The essential American soul is hard, isolate, stoic, and a killer. It has never yet melted.
– D.H. Lawrence
The moderate conservative New York Times columnist David Brooks recently wrote a column titled “Men on the Threshold” employing a famous image of John Wayne in the 1956 film The Searchers as a symbol of the American male worker facing a growing crisis of unemployment.
Brooks certainly has the right to do what he likes with such mythic imagery. And he writes, “Classics can be interpreted in different ways.” But in this instance, in the name of truth and justice, he should be brought up on charges of premeditated and aggravated misuse of myth.
David Brooks and Ethan Edwards "on the threshold"
Ethan Edwards is considered Wayne’s best acting role. There’s none of the usual John Wayne swaggering big-man nonsense with sidekicks like Dean Martin or Fabian. Here, he’s a mean and cruel sonuvabitch who sets out with a younger man across the barren Texas plains to find a girl kidnapped by Indians whose family they had massacred. The search lasts seven years. We learn he intends to kill the girl (Natalie Wood) once he finds her, since she has been ruined by becoming the sexual mate of an Indian.
In the end, Edwards softens enough to return the girl to her family. In the famous scene at the end, Edwards stands silhouetted in the doorway of a rough home with the dusty Texas plains behind him. While the family is rejoicing and welcoming its lost daughter back into the fold of civilization, Edwards stands alone, apparently unable to enter. As the popular interpretation goes, his hard cold-bloodedness was what brought the girl back to civilization, but that same violent temperament won’t permit him to fit into the domestic scene inside. He turns and walks off, presumably to find other frontiers.

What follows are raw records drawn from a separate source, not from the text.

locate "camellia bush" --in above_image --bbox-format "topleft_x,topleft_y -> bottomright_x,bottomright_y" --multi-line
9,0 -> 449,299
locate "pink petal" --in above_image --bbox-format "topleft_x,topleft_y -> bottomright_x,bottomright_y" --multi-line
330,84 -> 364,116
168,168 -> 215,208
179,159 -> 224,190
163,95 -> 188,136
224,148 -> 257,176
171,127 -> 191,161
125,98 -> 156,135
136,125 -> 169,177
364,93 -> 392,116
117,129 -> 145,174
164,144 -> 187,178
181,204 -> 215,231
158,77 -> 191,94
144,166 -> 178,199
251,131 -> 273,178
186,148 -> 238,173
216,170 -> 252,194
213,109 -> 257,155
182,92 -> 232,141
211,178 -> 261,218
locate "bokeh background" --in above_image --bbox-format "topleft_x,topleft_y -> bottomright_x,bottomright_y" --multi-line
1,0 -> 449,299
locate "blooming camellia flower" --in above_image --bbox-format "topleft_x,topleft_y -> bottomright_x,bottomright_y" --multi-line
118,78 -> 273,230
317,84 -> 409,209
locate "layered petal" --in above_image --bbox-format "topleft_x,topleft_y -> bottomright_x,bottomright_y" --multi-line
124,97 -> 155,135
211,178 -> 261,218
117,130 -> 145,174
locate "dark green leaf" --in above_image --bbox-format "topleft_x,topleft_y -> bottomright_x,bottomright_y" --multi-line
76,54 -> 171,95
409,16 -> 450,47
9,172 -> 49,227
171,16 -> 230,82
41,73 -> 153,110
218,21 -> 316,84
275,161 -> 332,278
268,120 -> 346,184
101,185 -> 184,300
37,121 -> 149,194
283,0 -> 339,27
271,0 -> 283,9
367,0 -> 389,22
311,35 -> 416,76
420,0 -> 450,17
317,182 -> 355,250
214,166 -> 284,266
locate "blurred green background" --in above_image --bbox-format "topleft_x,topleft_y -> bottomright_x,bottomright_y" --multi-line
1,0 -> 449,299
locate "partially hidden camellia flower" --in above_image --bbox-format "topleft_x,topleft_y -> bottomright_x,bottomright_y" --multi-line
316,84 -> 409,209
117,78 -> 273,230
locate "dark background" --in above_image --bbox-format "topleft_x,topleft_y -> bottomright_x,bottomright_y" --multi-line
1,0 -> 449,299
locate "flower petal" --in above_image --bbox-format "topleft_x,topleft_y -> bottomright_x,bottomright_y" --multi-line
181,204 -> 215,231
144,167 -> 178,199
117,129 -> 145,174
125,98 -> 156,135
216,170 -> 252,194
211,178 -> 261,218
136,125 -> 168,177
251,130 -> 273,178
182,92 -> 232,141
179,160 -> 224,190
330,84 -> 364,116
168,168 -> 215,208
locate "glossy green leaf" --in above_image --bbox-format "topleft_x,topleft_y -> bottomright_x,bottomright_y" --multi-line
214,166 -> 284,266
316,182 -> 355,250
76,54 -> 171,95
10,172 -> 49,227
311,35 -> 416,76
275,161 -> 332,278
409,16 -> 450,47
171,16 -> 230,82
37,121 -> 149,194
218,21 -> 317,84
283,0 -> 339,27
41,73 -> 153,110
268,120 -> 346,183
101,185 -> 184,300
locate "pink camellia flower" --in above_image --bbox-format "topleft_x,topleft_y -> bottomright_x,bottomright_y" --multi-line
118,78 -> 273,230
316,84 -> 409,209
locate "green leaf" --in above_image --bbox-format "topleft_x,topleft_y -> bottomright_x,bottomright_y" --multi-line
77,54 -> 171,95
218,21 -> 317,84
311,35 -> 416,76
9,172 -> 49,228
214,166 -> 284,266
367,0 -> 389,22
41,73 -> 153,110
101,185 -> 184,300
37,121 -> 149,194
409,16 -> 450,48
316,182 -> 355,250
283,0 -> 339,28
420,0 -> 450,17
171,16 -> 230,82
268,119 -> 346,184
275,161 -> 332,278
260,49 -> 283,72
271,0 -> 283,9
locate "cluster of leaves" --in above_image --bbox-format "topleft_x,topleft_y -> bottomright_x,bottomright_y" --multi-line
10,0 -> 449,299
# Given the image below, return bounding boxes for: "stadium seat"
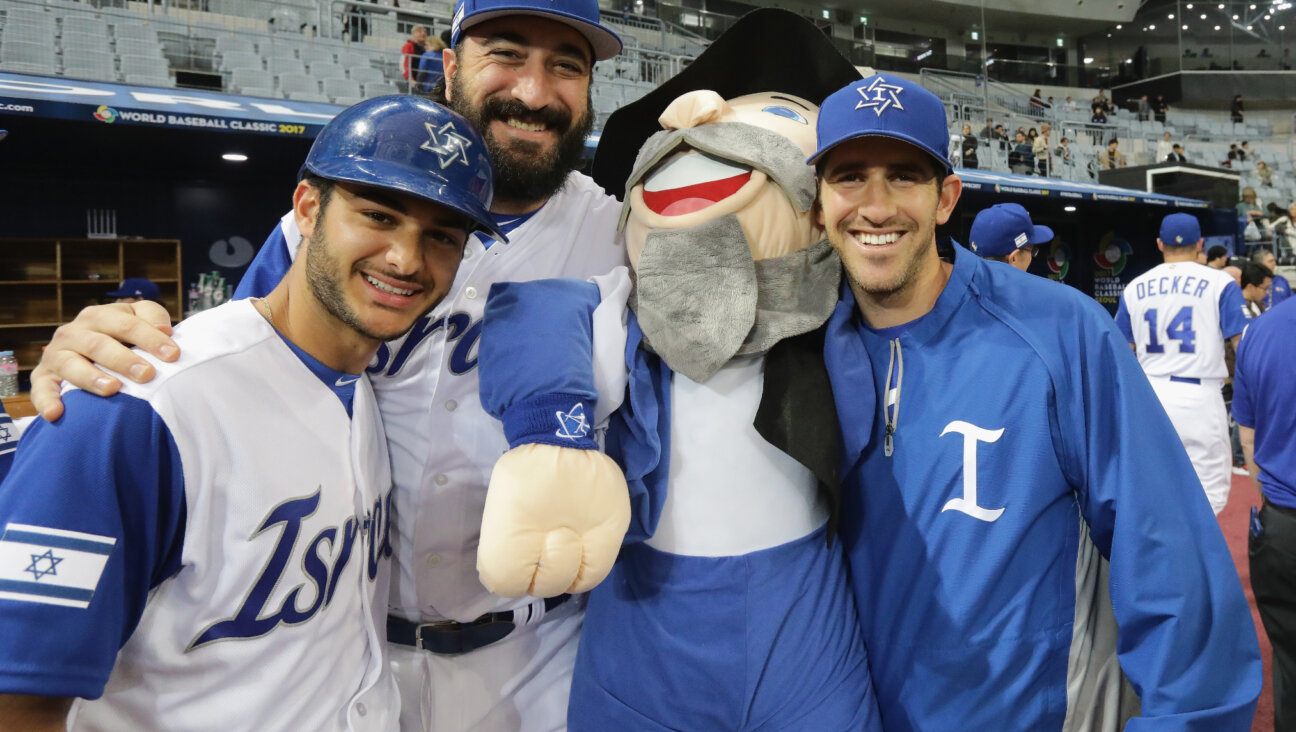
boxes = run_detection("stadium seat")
[300,47,337,69]
[309,62,347,80]
[278,72,317,95]
[219,50,262,72]
[1,40,56,67]
[116,37,164,58]
[230,67,274,93]
[323,77,361,101]
[62,16,110,37]
[362,81,399,97]
[266,55,304,77]
[63,62,118,82]
[214,35,256,56]
[348,65,385,84]
[120,54,171,85]
[113,23,159,43]
[239,85,277,99]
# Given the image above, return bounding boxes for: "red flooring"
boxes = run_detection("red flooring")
[1218,474,1274,732]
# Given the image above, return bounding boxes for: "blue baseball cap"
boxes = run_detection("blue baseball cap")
[1159,212,1202,247]
[968,203,1054,257]
[807,73,952,173]
[106,277,161,302]
[450,0,622,61]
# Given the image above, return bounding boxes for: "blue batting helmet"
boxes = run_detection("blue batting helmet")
[303,95,505,241]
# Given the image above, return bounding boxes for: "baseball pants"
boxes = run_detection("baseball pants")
[1147,376,1231,514]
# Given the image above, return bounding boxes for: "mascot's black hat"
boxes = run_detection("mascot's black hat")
[592,7,865,200]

No argument, this is a powerful image of American history and Manifest Destiny from a truly magnificent classic film. But, let’s not kid ourselves and New York Times readers, it has nothing to do with the plight of American male workers in 2013. It’s a case of expropriating a classic, tough masculine image from popular culture to represent a theme Brooks wants to emphasize. At best, it’s facile; at worst, cynically opportunistic.